The Real Estate Act has made it mandatory for developers to disclose the carpet area of the units that they sell. We look at the definition of carpet area and how it will affect home buyers and property prices
The area of a property is often calculated in three different ways – carpet area, built-up area and super built-up area. Hence, when it comes to buying a property, this can leads to a lot of disconnect, between what you pay and what you actually get. Not surprisingly, the maximum number of cases registered in the consumer courts, are against developers on the issue of cheating, vis-Ã -vis the size of the flat. According to the provisions of the Real Estate (Regulation and Development) Act, 2016 (RERA), it is now the duty of the developer, to make buyers aware of the carpet area and quote prices based on this and not the super built-up area.
Gautam Chatterjee, Maharashtra RERA chairman, explains that “It is now mandatory for the developers of all ongoing projects, to disclose the size of their apartments, on the basis on carpet area (i.e., the area within four walls). This includes usable spaces, like kitchen and toilets. This imparts clarity, which was not the case earlier.”
Carpet area under RERA: What does it cover?
Carpet area, or the net usable area, is the space where one can spread a carpet. Built-up area includes the carpet area, plus the extra areas certified by the authorities, such as the area of the outer and inner walls, dry balcony area, etc. Super built-up area includes the carpet area, the built-up area, as well as a share of the balance area, such as the stairs, lobbies and galleries, which can be used by the entire building.
According to the RERA, carpet area is defined as ‘the net usable floor area of an apartment, excluding the area covered by the external walls, areas under services shafts, exclusive balcony or verandah area and exclusive open terrace area, but includes the area covered by the internal partition walls of the apartment’.
An easier description would be: Anything inside the outer walls of an apartment, but excluding the balconies, verandah or open terrace and shafts, says Digbijoy Bhowmik, head of policy, RICS, South Asia. “Now the balcony’s area will not be included, even if it is an exclusive balcony for the flat. The area of the lift lobby, staircase lobby or any space that you can be in, before you enter the house through the main door, cannot be included. Also the common/exclusive shaft that is used to vent the air from kitchen/lavatory, is excluded. However, a walk-in wardrobe will be included,” he explains.
Dhaval Ajmera, director of Ajmera Realty, points out that “Many promoters provide information on the built-up area, rather than the carpet area, which is less than the built-up area.” Now, a clear definition will align customer’s expectations, with the actual measurements of the flat.
Mandatory disclosure of carpet area and its impact:
Sandeep Singh, CEO of Sheltrex, a Brick Eagle Company says, “Buyers will now understand the exact measurement of the flat they can reasonably expect to receive from the developer.

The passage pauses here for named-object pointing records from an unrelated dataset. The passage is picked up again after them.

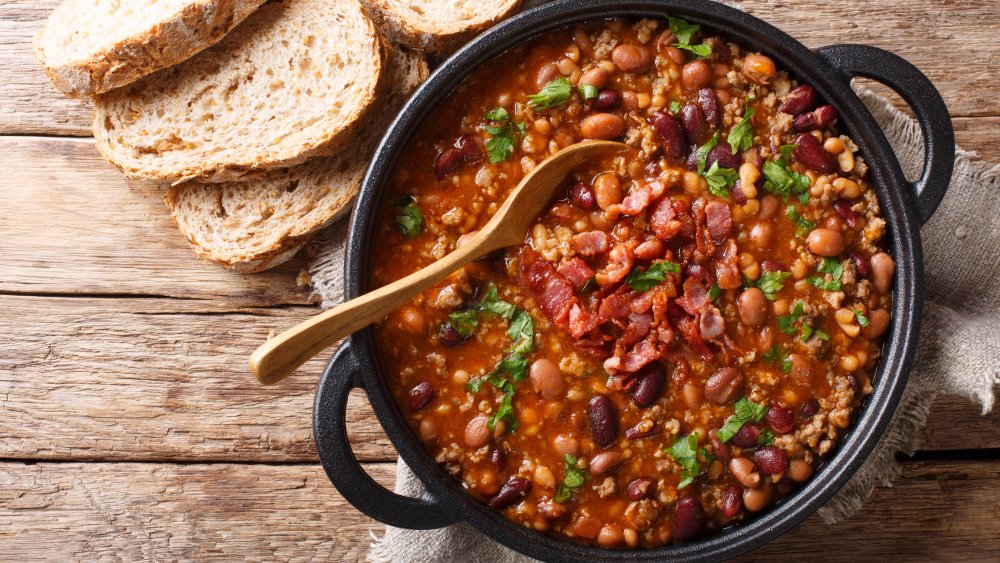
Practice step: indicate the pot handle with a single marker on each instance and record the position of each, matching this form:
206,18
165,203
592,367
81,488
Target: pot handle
342,467
932,115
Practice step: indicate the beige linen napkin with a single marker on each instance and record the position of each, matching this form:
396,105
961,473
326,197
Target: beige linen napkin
959,350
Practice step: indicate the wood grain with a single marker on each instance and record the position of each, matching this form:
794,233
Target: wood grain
93,511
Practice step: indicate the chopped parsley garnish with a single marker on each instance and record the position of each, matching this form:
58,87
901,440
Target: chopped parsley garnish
804,224
652,276
704,150
555,93
685,452
744,411
503,134
684,31
573,478
862,319
741,137
408,216
833,267
771,283
720,179
589,91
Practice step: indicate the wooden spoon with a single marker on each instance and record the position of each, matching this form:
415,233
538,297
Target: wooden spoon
282,354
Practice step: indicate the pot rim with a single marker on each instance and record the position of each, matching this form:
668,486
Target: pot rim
885,175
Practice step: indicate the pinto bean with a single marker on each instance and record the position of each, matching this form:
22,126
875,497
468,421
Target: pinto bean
477,433
605,126
696,75
878,322
546,379
883,268
605,462
752,307
825,242
603,420
723,386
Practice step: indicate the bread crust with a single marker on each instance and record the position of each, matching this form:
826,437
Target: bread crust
196,27
402,30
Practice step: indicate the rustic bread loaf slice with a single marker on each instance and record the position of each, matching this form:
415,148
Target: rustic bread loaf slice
287,84
437,26
253,225
91,46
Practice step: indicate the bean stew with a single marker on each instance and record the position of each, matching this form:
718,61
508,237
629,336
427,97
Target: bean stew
689,328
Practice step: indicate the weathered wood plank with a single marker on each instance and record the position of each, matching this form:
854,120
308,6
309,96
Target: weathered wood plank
97,511
152,379
72,225
166,379
920,31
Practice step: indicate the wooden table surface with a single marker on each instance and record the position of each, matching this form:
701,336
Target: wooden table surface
130,429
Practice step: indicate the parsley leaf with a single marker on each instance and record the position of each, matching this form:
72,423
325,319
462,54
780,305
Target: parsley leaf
684,31
744,411
685,453
555,93
741,137
652,276
408,216
720,179
771,283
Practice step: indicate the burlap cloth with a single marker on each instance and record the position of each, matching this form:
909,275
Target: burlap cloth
959,349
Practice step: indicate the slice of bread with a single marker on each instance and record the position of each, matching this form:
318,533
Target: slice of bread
437,26
88,47
253,225
287,84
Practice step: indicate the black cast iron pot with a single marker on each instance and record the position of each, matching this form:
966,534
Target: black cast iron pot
905,205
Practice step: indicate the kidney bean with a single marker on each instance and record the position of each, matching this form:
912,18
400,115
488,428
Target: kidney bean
744,471
732,501
771,460
606,99
670,134
644,429
689,516
447,161
472,149
696,74
860,264
723,386
605,462
605,126
477,433
809,152
723,154
752,307
799,100
449,336
842,208
878,322
780,419
756,500
825,242
421,396
693,123
641,488
582,196
799,471
709,106
512,492
883,268
648,385
747,436
603,420
546,379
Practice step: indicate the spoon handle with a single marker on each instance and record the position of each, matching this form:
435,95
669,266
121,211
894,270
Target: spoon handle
279,356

Furthermore, they will know exactly what part of the flat is included in carpet area and what part is included in verandas and terraces. Additionally, developers will have to be more stringent in planning their projects, to ensure exact rendition of plans to actual carpet area.”
- The earlier practice of including balcony, terrace, verandas, flower beds and void spaces within the meaning of carpet area, by unscrupulous developers, will now come to an end.
- In certain cases, corner apartments, or other apartments placed at certain advantageous or disadvantageous positions, usually used to get a little more or less carpet area. While the apartments at advantageous positions that had greater carpet area were always priced at a premium, the ones which lost some carpet area were never sold at a discount, as the ‘missing’ carpet area was usually obfuscated in the super built-up area.
- Good design and efficiency will now become crucial. Previously, an inefficient design, which used too much of common area space, would fare the same as a good design, as both could have the same super built-up area, but different carpet areas.
Home buyer Nidhi Sharma, points out that property rates per sq ft, will certainly go up,, as the total price will be divided by a lower denominator (carpet area, as against super built-up area). “Nevertheless, now, at least we will know what we are getting into. We will no longer get a 500 sq ft apartment, while thinking we have purchased a 700 sq ft apartment,” she says.
How does knowledge about carpet area help home buyers?
In many projects, loading accounts for approximately 30%-35% of the total area. “Accurate information about a project’s site, layout and plot, will empower the buyer to take an informed decision,” explains Nibhrant Shah, founder and CEO of Isprava. It would also become easy for owners to understand the components of their tax liability on property and the rights and easements associated with a property, when it is part of a larger common structure or building.
According to Rahul Shah, CEO of Sumer Group, “As per the RERA guidelines, a builder must disclose the exact carpet area, so that a customer knows what he is paying for. However, the act does not make it mandatory for the builders, to sell a flat on the basis of carpet area.” Amit Wadhwani, director, Sai Estate Consultants, maintains that a lot of effort needs to be put to create awareness. “Bankers, investors, developers and brokers, need to start practicing RERA and disseminate the information. All the changed definitions are supposed to be practiced and executed on ground by the real estate fraternity, so that there is clarity and benefit for the end-users,” he concludes.